The central bank has doubled the ceiling for car loans to reflect the increased prices of motor vehicles and provide banks a channel to utilise their excess liquidity.
Banks can now extend up to Tk 40 lakh as car loan, Bangladesh Bank said in a notice yesterday. The previous ceiling for car loans was Tk 20 lakh.
The debt-equity ratio has also been changed to 50:50 from 30:70 earlier. In other words, consumers can now buy cars worth up to Tk 80 lakh by availing a Tk 40 lakh bank loan. Previously, cars worth up to Tk 67 lakh could be purchased by taking out a bank loan.
The move comes in response to the higher market prices and demand for vehicles, said Md Anwarul Islam, deputy general manager of the central bank.
Another BB official said the relaxation of the car loan policy arose from the need to give banks a channel to direct their huge piles of liquidity in the face of sluggish investment demand.
At the end of May, banks were sitting on Tk 140,243 crore of excess liquidity, up from Tk 79,441 crore at the end of June last year.
The increase in car loan ceiling will not affect inflation, as the product is generally consumed by the society's high-income group, Islam added.
Meanwhile, Abdul Haque, a former president of the Bangladesh Association of Reconditioned Vehicle Importers and Dealers Association (BARVIDA), welcomed the central bank move, as the previous loan policy was “too tough” for the general public.
The new policy will be beneficial for small businessmen who until now could not afford the high cash requirement to purchase a car or utility van, he said.

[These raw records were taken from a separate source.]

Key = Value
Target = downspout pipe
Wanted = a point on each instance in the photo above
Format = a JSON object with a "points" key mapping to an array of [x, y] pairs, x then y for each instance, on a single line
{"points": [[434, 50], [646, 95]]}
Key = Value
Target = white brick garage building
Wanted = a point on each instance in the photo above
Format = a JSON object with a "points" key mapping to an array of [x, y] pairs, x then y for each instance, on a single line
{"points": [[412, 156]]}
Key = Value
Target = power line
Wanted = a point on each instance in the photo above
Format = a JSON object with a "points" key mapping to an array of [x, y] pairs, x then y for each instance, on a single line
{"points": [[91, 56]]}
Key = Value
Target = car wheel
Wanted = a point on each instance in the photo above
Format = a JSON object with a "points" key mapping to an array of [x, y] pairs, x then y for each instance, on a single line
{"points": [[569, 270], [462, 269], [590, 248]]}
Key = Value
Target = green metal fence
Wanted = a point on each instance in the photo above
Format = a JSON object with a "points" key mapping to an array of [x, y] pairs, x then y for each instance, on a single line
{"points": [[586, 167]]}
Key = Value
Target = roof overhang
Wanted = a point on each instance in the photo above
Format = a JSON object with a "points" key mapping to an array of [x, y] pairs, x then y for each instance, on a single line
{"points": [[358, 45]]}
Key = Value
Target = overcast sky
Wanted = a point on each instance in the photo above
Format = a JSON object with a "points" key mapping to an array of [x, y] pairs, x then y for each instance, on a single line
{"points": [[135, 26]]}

Haque, however, called for further relaxation of the policy.
The ceiling for auto loan under consumer financing was first fixed in 2004 at Tk 50 lakh; loans could be availed after a 10 percent down payment.
Then in 2005 it was lowered to Tk 20 lakh, to be raised back to Tk 50 lakh in 2010. The debt-equity ratio then was fixed at 50:50.

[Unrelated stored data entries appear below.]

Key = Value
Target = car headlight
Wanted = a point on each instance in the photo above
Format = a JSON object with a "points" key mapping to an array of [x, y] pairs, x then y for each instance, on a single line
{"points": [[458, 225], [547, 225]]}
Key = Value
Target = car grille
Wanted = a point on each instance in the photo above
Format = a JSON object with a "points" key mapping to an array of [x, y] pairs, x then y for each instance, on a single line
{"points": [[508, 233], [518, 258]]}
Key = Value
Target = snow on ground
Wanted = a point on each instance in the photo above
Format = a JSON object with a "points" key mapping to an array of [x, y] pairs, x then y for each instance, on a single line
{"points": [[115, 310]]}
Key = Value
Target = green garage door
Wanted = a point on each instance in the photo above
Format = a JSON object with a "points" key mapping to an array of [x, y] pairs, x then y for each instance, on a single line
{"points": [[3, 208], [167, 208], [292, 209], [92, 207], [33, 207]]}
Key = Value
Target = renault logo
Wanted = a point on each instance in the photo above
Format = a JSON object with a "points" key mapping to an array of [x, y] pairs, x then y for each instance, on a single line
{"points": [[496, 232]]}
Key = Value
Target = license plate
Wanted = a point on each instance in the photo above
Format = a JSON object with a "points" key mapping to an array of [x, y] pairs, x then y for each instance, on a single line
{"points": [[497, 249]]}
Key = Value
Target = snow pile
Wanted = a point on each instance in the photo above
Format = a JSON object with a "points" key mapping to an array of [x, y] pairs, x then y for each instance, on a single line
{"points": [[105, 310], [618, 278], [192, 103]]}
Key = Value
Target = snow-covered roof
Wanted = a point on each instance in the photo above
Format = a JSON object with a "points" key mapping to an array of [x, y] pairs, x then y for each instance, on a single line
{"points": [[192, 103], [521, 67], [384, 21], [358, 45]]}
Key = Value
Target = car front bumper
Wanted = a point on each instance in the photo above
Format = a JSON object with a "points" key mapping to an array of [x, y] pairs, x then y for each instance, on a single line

In 2012, as part of BB's efforts to discourage loans to unproductive sectors, the ceiling was again lowered to Tk 20 lakh and the debt-equity ration set at 30:70.
The new policy will be of particular benefit to the low-income group, according to Hamid Sharif, former secretary general of BARVIDA.
“The previous policy was to arrange for 70 percent of the price of the car and fill in the remaining 30 percent by taking a bank loan, which was beyond them,” he added.
Last year, a total of 10,472 cars, 2,537 microbuses and 945 sports utility vehicles (SUVs) were sold, according to Haque. Between January and March this year, 3,624 cars, 946 microbuses and 355 SUVs were sold.